Taking notes during lectures or reading may be counterproductive.

Disclaimer: I still take notes sometimes. And I regularly highlight on my Kindle.

But a while ago, a lecturer told me to never take notes while listening to lectures. His reason? When you take notes, you’re not actually listening to the lecture. You’re engaging your brain less.

I’ve started to apply the same logic to reading.

Here are a couple of reasons why I don’t take notes while I’m reading anymore.

  1. It’s distracting. Whether it’s pulling out my phone (which itself is addictive and makes it harder to focus on reading) or whipping out the notebook, it breaks the mental concentration needed for a meatier book. It might also mean you’re less likely to remember the thing you’re reading.

    Plus, it just takes you out of the book. The best reading experience is an immersive one.
    That said, taking notes after a reading session (or lecture) might be a great way to optimize learning without distracting from the reading itself.
  2. It slows the reading process. If you find a memory-retention benefit with notetaking, then go right ahead. But as I’ve pointed out, I tend to benefit from reading actively instead of recording information outside my brain. If notetaking isn’t helping retention – or worse, if it’s hurting it – then you might as well do without the distraction and the slower reading process and read more and more quickly.

    While you’re at it, stop reading crappy books.
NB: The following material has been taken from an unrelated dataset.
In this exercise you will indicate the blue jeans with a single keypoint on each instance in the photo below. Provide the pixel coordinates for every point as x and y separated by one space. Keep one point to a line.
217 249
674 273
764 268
  3. It doesn’t tax the memory. If you are thinking while you write, this might not be the case. But most of us just copy some text down and that counts as our “studying”. But copying something down doesn’t mean you’ve learned it or integrated it. In fact, writing something down (especially typing it) may not tax the memory the way it needs to be taxed.
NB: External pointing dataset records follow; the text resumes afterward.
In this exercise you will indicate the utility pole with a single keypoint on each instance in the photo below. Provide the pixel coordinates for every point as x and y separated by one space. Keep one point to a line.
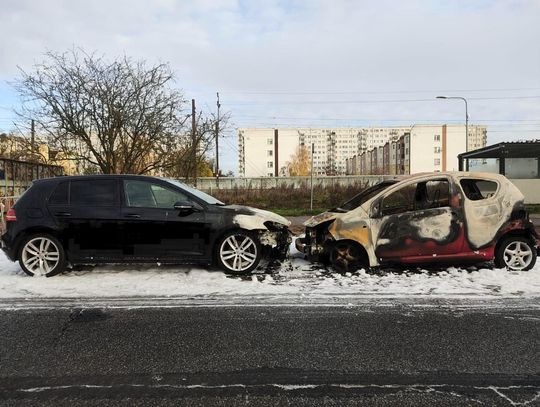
217 139
194 140
312 151
32 139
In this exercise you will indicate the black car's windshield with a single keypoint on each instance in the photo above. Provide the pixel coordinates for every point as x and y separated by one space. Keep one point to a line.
199 194
363 196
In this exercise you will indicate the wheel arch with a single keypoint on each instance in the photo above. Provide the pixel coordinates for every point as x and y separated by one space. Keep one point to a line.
363 252
525 233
    You know that slight stress that you feel in your brain when you’re thinking? It means you’re learning. Neural connections are being made. No pain, no gain. Literally.

 

So… what do I do instead?

As I’ve hinted at: I just think, even talk to myself to internalize the concepts and connections and visualize them. Or I think about things they remind me of. If something is of particular importance, I’ll take some time and write out a summary after I’m done reading. 

Memory is in part how we make connections, and connections need to be made actively. 

So keep thinking. And enjoy your reading rather than taking notes you might never go back to.